Here, we use 5 packages tidyverse, sf, raster, mgcv, and gstat. Wow, really? Of course, that is it. The next step is to load the pre-cleaned NO2 then merge them all to station points.

options(scipen = 100)  # extend the system's decimal points to a hundred
memory.size() # check memory size: Windows-specific
memory.limit(99999) # expand memory size: Windows-specific

library(tidyverse) # data tidy and visualisation
library(sf) # geospatial analysis: Vector
library(raster) # geospatial analysis: Raster
library(mgcv) # GAM
library(gstat) # Kriging

load("../RData/no2.RData")
rm(list=setdiff(ls(), c("no2.win.12hr", "ratio.no2.win")))
stations <- read_sf("../seoul/stations_10km.shp")
stations_df <- stations %>% st_set_geometry(NULL)
seoul <- read_sf("../seoul/Seoul_City.shp") %>% as('Spatial') %>% fortify()
no2.winter <- merge(no2.win.12hr, stations_df, by.x = c("Station.ID", "X", "Y"), by.y = c("Station", "X", "Y"))

Model Construction

#JANUARY GAM MODEL
jan01d <- gam(no2_1_1_day   ~ s(X,Y), data = no2.winter, method = "REML")
jan02d <- gam(no2_1_2_day   ~ s(X,Y), data = no2.winter, method = "REML")
jan03d <- gam(no2_1_3_day   ~ te(X,Y), data = no2.winter, method = "REML")
jan04d <- gam(no2_1_4_day   ~ s(X,Y), data = no2.winter, method = "REML")
jan05d <- gam(no2_1_5_day   ~ s(X,Y), data = no2.winter, method = "REML")
jan06d <- gam(no2_1_6_day   ~ s(X,Y), data = no2.winter, method = "REML")
jan07d <- gam(no2_1_7_day   ~ s(X,Y), data = no2.winter, method = "REML")
jan08d <- gam(no2_1_8_day   ~ s(X,Y), data = no2.winter, method = "REML")
jan09d <- gam(no2_1_9_day   ~ s(X,Y), data = no2.winter, method = "REML")
jan10d <- gam(no2_1_10_day  ~ s(X,Y), data = no2.winter, method = "REML")

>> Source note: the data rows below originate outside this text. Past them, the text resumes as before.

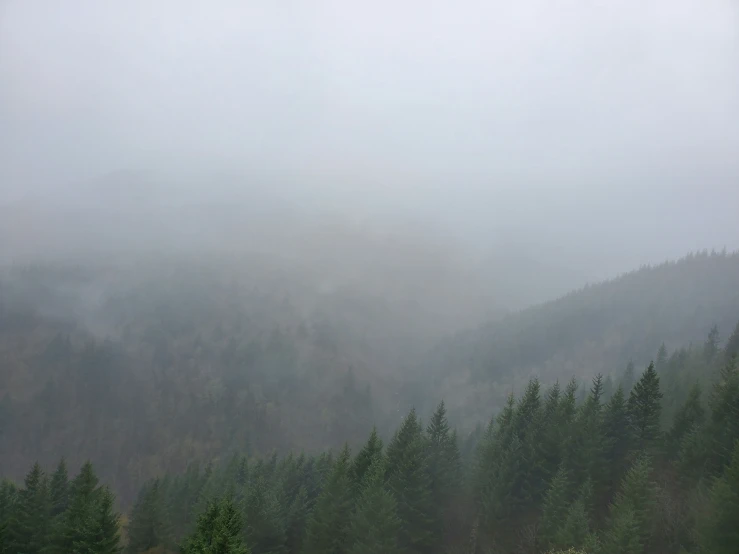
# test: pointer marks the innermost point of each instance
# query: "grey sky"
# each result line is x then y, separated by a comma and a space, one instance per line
572, 113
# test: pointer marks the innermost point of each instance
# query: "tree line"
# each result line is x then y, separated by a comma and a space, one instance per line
596, 469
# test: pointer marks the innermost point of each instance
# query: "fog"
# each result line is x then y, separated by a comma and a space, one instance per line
534, 145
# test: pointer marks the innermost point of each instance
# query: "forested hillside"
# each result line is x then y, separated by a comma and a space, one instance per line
606, 474
144, 369
597, 329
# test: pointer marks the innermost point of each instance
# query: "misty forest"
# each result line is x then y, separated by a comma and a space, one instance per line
341, 278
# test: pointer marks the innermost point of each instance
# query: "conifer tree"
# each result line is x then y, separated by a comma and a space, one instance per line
28, 528
365, 459
554, 509
627, 381
328, 525
374, 526
59, 489
718, 528
732, 345
89, 523
443, 461
409, 481
8, 494
149, 525
689, 416
218, 531
631, 510
645, 408
265, 529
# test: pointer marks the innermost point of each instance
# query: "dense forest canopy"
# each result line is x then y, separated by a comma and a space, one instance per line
146, 369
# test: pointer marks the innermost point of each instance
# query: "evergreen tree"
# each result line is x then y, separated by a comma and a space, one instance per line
328, 525
8, 494
710, 347
365, 459
645, 408
409, 481
632, 509
28, 528
374, 526
443, 461
59, 489
718, 528
617, 437
732, 345
627, 381
149, 525
724, 425
297, 519
554, 509
689, 416
218, 531
265, 529
89, 524
661, 357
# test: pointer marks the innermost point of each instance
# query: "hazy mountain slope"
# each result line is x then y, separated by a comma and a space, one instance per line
598, 328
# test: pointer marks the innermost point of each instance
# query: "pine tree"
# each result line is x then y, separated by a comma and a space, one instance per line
661, 357
89, 524
632, 508
645, 408
374, 526
28, 528
59, 489
8, 495
443, 460
617, 437
627, 382
265, 529
149, 525
554, 509
218, 531
723, 430
328, 525
410, 483
690, 415
365, 458
732, 345
718, 528
297, 519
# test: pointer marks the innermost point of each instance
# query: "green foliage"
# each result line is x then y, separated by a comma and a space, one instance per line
329, 523
149, 524
554, 510
718, 527
218, 531
29, 524
645, 409
374, 526
409, 480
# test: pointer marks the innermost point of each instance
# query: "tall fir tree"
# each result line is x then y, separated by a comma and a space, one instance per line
217, 531
365, 458
554, 509
632, 509
645, 409
691, 415
29, 526
718, 527
150, 524
266, 524
410, 482
329, 523
374, 525
59, 489
444, 468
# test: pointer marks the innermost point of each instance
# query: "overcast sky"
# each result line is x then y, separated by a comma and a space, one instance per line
571, 112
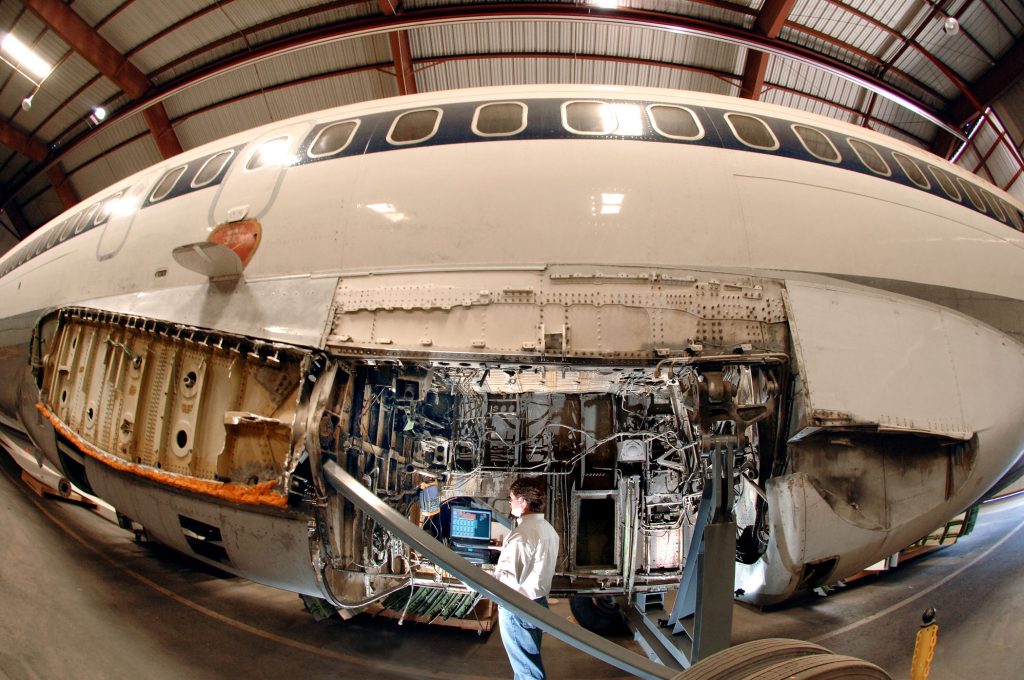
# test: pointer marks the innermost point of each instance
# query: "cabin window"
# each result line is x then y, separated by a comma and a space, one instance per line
752, 131
972, 194
270, 153
211, 169
945, 182
589, 118
869, 157
816, 143
911, 170
500, 120
675, 122
332, 139
994, 205
166, 183
415, 126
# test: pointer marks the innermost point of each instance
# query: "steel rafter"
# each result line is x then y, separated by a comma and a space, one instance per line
108, 60
401, 51
521, 12
769, 24
518, 12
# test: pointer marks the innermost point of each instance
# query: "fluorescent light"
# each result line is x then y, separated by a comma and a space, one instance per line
25, 57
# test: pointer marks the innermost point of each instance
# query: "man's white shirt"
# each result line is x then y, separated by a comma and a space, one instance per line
527, 560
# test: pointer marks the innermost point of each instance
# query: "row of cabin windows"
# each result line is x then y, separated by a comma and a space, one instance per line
598, 118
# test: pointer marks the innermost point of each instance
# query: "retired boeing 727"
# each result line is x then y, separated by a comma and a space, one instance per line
601, 286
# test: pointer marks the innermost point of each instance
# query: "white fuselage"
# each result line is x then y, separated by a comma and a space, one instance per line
904, 304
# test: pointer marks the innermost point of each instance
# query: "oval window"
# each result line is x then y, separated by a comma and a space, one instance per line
166, 183
675, 122
500, 120
211, 169
752, 131
589, 117
415, 126
869, 157
911, 170
332, 139
816, 143
945, 182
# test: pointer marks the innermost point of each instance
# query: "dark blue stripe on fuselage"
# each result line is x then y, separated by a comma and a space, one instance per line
544, 122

jan01n <- gam(no2_1_1_night ~ s(X,Y), data = no2.winter, method = "REML")
jan02n <- gam(no2_1_2_night ~ te(X,Y), data = no2.winter, method = "REML")
jan03n <- gam(no2_1_3_night ~ s(X,Y), data = no2.winter, method = "REML")
jan04n <- gam(no2_1_4_night ~ s(X,Y), data = no2.winter, method = "REML")
jan05n <- gam(no2_1_5_night ~ s(X,Y), data = no2.winter, method = "REML")
jan06n <- gam(no2_1_6_night ~ s(X,Y), data = no2.winter, method = "REML")
jan07n <- gam(no2_1_7_night ~ s(X,Y), data = no2.winter, method = "REML")
jan08n <- gam(no2_1_8_night ~ s(X,Y), data = no2.winter, method = "REML")
jan09n <- gam(no2_1_9_night ~ s(X,Y), data = no2.winter, method = "REML")
jan10n <- gam(no2_1_10_night ~ s(X,Y), data = no2.winter, method = "REML")


###############
#--Create DF--#
###############
jan_mgcv <- data.frame(expand.grid(X = seq(min(no2.winter$X), max(no2.winter$X), length=200),
                                   Y = seq(min(no2.winter$Y), max(no2.winter$Y), length=200)))


#############
#--Predict--#
#############
jan_mgcv$jan01d<- jan01d %>% predict(jan_mgcv, type = "response")
jan_mgcv$jan01n<- jan01n %>% predict(jan_mgcv, type = "response")
jan_mgcv$jan02d<- jan02d %>% predict(jan_mgcv, type = "response")
jan_mgcv$jan02n<- jan02n %>% predict(jan_mgcv, type = "response")
jan_mgcv$jan03d<- jan03d %>% predict(jan_mgcv, type = "response")
jan_mgcv$jan03n<- jan03n %>% predict(jan_mgcv, type = "response")
jan_mgcv$jan04d<- jan04d %>% predict(jan_mgcv, type = "response")
jan_mgcv$jan04n<- jan04n %>% predict(jan_mgcv, type = "response")
jan_mgcv$jan05d<- jan05d %>% predict(jan_mgcv, type = "response")
jan_mgcv$jan05n<- jan05n %>% predict(jan_mgcv, type = "response")
jan_mgcv$jan06d<- jan06d %>% predict(jan_mgcv, type = "response")
jan_mgcv$jan06n<- jan06n %>% predict(jan_mgcv, type = "response")
jan_mgcv$jan07d<- jan07d %>% predict(jan_mgcv, type = "response")
jan_mgcv$jan07n<- jan07n %>% predict(jan_mgcv, type = "response")
jan_mgcv$jan08d<- jan08d %>% predict(jan_mgcv, type = "response")
jan_mgcv$jan08n<- jan08n %>% predict(jan_mgcv, type = "response")
jan_mgcv$jan09d<- jan09d %>% predict(jan_mgcv, type = "response")
jan_mgcv$jan09n<- jan09n %>% predict(jan_mgcv, type = "response")
jan_mgcv$jan10d<- jan10d %>% predict(jan_mgcv, type = "response")
jan_mgcv$jan10n<- jan10n %>% predict(jan_mgcv, type = "response")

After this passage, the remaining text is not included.